Unfortunately, Curt and Julie have an accident and Curt decides to take Julie’s corpse to the lab to revive her, not knowing, or not caring, that she’ll become a zombie.

Of course she does become one, but finds that through self-mutilation she can control the urges up to a point… but how can a relationship work when one of the members is a reanimated corpse? Especially when you’ve upset the local gang… and maybe have bitten one of them…

This film is a blast; director Brian Yuzna isn’t the greatest director who ever lived, but what he lacks in talent he makes up for in enthusiasm and his ability to assemble a cast who can deliver a crazy story convincingly. Also, his lack of restraint when it comes to special effects is also something to be admired!

Black humour is one of those things than can easily not work, and the best thing they could of done with this story was keep it as the tragedy it was set up to be, which they did, and the whole tale works perfectly.

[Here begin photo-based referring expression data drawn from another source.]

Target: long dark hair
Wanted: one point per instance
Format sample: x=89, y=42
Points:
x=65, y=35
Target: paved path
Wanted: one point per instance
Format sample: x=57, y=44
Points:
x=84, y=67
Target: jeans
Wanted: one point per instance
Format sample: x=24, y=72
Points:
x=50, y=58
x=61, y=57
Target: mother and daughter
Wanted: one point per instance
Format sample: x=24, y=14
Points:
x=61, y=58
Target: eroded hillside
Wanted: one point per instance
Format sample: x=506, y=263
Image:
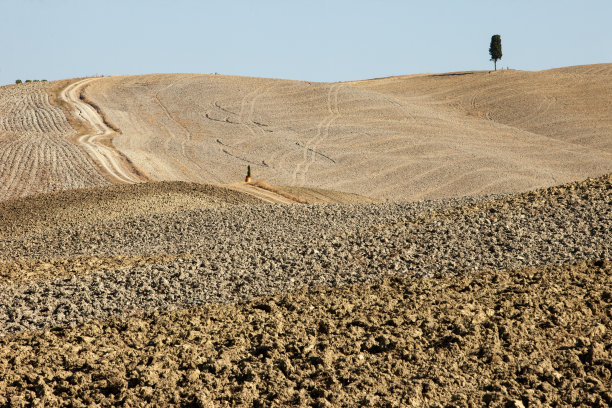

Using some of the ideas proposed in the other two films, that is: being dead hurts, makes for a pretty interesting journey our heroes go on.

It’s atypical of most zombie films as there are actually few zombies! There’s no gigantic pandemic, no masses of the undead, just a couple of people in love making bad decisions… it even at times riffs on Frankenstein with its creator/ monster relationship. 

I do enjoy every second of it and recommend it to fans of the zombie genre.

Score: ****


Format: The reviewed copy of this film was performed on a region 1, USA release DVD which is about 10 years old. The film runs approximately 96 minutes with a not very sharp 16×9 image but with an OK Dolby 2.0 audio track.

Score: **

Extras: Surprisingly, this disc has three extras on it. There are two commentaries, one with director Brian Yuzna where he muses on the creation of the film and his cast and crew, and the other with actor Mindy Clarke, and second unit director Tom Rainone. Both are interesting, and it’s even more fascinating to hear about the making of a film from employer and employees.

There is also trailers for this film, and other Yuzna directed films Progeny, The Dentist, The Dentist 2 and Faust.

Score: ***1/2

WISIA: I really like this film and honestly, probably haven’t seen it enough! It’s time it returned to a higher rotation!